Electric Motors - Control

Google the following:



Space Vector Modulation

Field Oriented Control

Park and Clarke Transform (nee Direct-quadrature-zero transformation)


More home work will be issued next week! ;-)

Ok cool, if you have specific questions ask! ;-)

For a fixed DC link voltage (in reality there is no such thing, as all batteries have voltage sag under load and at different temperatures and StateOfCharge etc) the supply voltage to the inverter is fixed, lets say at your 400v value.


The inverter has two states for it's power switches ON and OFF. In order to minimise losses and to avoid as much heating as possible, it transitions between those two states as fast as possible (typical 1uS) because between fully ON (low resistance) and fully OFF (theoretically infinite resistance) the switches are in a linear mode, where huge losses can occur (if you drop say 400V across a switch with say 100Ampes flowing through it, you get 40kW of power loss)

So the forwards voltage we can apply to the motor is 400v. The back emf (the voltage developed by that spinning motor) depends on how fast it is spinning at any particular moment. Lets imagine the back emf is 200volts, that means there remains 200V to push current through the windings, against the impedance of those windings (which are primarily inductive, rather than resistive)


So, the inverter switches on it's power switches, connects one end of one phase winding to the supply +ve, and the other end of the phase winding to supply -ve. in our example, the 200V greater votlage forces current into that phase, and that current generates a torque on the rotor. And as power = speed x torque, the power consumed is that torque multiplied by the rotational speed at the given moment we apply that voltage.

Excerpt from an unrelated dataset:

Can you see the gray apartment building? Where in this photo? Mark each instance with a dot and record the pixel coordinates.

The critical fact with any inverter driven motor is that the inverter is always applying full voltage to the motor, but it can do that in very small pulses so the AVERAGE applied voltage can be varied (the inductance of the motor damps those short pulses into a more constant current, and hence a more constant torque which is what we realy care about. By modulating the length and/or duty cycle (percentage time ON) of the driving waveform the inverter can apply a complex voltage profile, in order to try to keep a smooth, DC current flowing through the motor.





In effect, the inverter using the inductance of the motor acts as a step down/ step up converter.

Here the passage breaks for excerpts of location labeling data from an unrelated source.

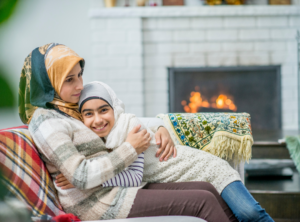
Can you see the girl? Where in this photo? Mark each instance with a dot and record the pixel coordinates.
(104, 113)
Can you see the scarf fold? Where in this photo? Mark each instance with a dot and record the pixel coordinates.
(42, 76)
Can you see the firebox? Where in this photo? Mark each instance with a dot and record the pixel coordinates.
(252, 89)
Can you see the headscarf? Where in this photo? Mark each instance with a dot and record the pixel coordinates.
(42, 76)
(100, 90)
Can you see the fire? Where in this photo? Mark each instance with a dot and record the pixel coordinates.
(197, 101)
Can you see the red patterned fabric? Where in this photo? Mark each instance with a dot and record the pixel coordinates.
(25, 174)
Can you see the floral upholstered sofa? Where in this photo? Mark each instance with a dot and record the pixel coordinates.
(27, 178)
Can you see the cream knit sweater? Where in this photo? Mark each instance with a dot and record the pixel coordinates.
(69, 147)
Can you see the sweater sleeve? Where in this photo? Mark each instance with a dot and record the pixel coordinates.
(53, 139)
(130, 177)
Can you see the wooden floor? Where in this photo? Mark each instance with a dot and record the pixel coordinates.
(280, 196)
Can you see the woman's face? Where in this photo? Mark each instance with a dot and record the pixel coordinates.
(72, 86)
(98, 116)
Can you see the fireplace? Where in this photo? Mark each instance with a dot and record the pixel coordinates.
(252, 89)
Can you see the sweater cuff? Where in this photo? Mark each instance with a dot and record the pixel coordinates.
(154, 129)
(129, 153)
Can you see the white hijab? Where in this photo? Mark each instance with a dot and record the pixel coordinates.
(118, 133)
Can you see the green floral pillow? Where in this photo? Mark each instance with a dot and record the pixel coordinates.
(227, 135)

If we ignore any losses for the moment, If the motor say has 200V backemf at its current speed and is drawing 100 amps, it's using 20kW (200 X 100), so for a supply voltage of 400V, the supply will have 50 amps being taken from it (400 x 50 = 20,000). At some point, the motor speed reaches the point where it's voltage is the same as the supply, and here motor phase current and supply current are identical. If the motor exceeds the battery supply voltage (requires field weakening to do this) then battery current is larger than the motor phase current (without field weakening, the motor would turn into a generator as the direction of current reverses)

Max_Torque

Champion. Thanks for that. I think a lot of the sites i read were trying to say the same thing. Just not as succinct!